How it works (real-world view)
– Containers: OS-level, one kernel shared by many tenants, isolated with cgroups and namespaces. You can run hundreds on one node if tuned properly.
– VMs: powered by KVM for workloads that containers can’t handle — mainly Windows or custom kernels.
– Storage: built-in distributed storage with replication, thin provisioning, snapshots; avoids bolting Ceph on top.
– Management layer: web UI, CLI, REST API, plus integrations with billing systems (WHMCS, HostBill).
– Clustering: multiple nodes pooled together for higher availability and scaling.
Quick technical map
| Part | Details |
| Virtualization | Linux containers + KVM VMs |
| Storage | Native distributed storage (replication, thin provisioning) |
| Networking | VLAN, SDN, traffic shaping, firewalls |
| Guests | Linux (containers), Linux/Windows (VMs) |
| Control | Web UI, CLI, REST API, billing panel hooks |
| Scale | Single node up to provider-size clusters |
| License | Commercial, proprietary |
| Origin | Successor to OpenVZ |
Deployment notes (what admins see)
– Runs on a tuned Linux kernel with patches for containers.

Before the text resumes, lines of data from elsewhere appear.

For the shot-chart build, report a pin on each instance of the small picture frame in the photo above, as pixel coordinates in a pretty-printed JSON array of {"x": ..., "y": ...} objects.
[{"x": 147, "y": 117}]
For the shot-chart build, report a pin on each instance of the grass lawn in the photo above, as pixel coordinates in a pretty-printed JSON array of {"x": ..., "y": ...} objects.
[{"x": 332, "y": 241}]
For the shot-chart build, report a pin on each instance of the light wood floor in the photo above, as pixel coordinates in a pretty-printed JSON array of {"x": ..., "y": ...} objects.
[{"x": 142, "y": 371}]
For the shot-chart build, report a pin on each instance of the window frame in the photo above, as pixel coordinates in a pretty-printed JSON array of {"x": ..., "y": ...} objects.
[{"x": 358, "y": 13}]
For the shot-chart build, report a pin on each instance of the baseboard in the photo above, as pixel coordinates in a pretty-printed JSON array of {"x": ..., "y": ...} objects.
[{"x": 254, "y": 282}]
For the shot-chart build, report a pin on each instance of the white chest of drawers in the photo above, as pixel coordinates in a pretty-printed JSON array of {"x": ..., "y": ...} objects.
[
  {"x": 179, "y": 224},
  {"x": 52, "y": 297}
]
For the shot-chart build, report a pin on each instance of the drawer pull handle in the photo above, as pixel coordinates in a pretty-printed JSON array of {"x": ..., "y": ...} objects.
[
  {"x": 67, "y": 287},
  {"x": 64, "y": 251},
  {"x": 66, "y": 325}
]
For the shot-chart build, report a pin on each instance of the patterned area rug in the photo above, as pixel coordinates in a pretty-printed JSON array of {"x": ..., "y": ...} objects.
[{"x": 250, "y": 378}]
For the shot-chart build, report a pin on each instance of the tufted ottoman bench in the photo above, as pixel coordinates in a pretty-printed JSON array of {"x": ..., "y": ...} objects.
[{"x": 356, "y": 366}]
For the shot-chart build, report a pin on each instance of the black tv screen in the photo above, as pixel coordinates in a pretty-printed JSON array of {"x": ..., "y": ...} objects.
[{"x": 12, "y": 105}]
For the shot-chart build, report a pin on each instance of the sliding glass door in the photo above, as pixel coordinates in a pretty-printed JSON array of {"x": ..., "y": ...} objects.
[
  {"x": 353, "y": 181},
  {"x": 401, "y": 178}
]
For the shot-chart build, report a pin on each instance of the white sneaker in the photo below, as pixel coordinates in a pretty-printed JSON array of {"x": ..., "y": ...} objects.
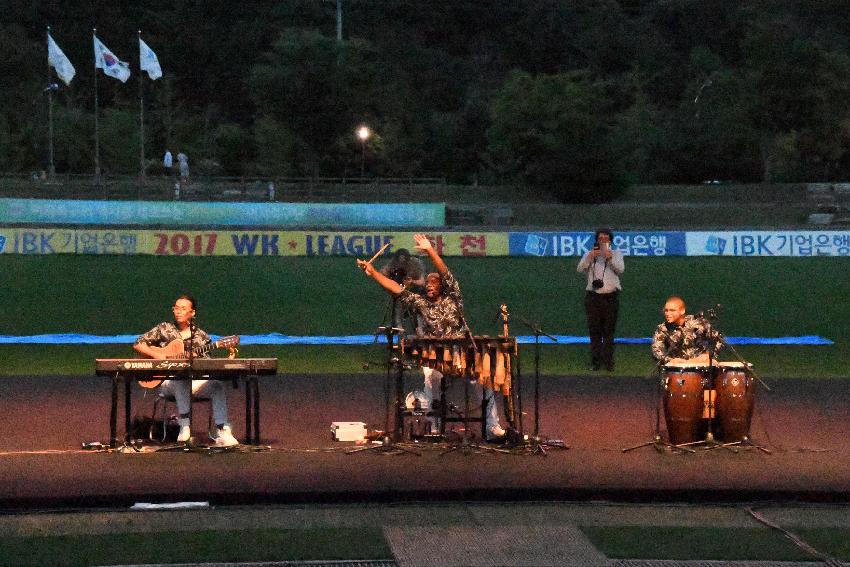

– Most providers deploy it in clusters: mix of compute and storage nodes.
– Templates speed up provisioning — Linux distros, Windows images.
– Integration with billing panels is the selling point for VPS shops.
– Updates and support tied directly to vendor subscription.
Where it shows up
– VPS hosting: still powers a lot of budget VPS offerings.
– SMB private clouds: mix of containers for apps, VMs for legacy Windows services.
– Edge sites: density for Linux microservices, fallback VMs for workloads that can’t be containerized.
– Labs: good for testing workloads where both container isolation and full VM kernels are needed.
Weak spots
– No free/open version anymore — OpenVZ is gone, Virtuozzo is strictly commercial.
– Vendor lock-in: migration possible but not as smooth as plain KVM.
– Documentation is vendor-driven; community is much smaller compared to Proxmox or KVM.
– Requires learning Virtuozzo-specific tools in addition to standard Linux administration.
Comparison snapshot
| Platform | Distinctive trait | Best fit |
| Virtuozzo | Mix of containers + VMs, provider focus | Hosting, SMB private cloud |
| Proxmox VE | Open-source, ZFS-based, strong community | SMB/enterprise |
| VMware vSphere | Enterprise ecosystem, commercial polish | Corporate datacenters |
| OpenStack | Modular, very scalable | Telcos, hyperscale providers |
Fast start (conceptual)
1. Install Virtuozzo ISO on Linux nodes.
2. Form a cluster, attach distributed storage.
3. Define templates for containers and VMs.
4. Connect billing panel or automation scripts.
5. Start provisioning workloads.
Field notes — 2025
– Still entrenched in hosting, though KVM + Proxmox/OpenStack erode market share.
– Container density is excellent — can oversubscribe resources heavily compared to VMware.
– Distributed storage works well but requires careful planning for I/O heavy apps.
– Great if you need both Linux containers and VMs side by side, less appealing if you’re only after one model.
– Long-term use means vendor subscription; without it, updates and patches stop.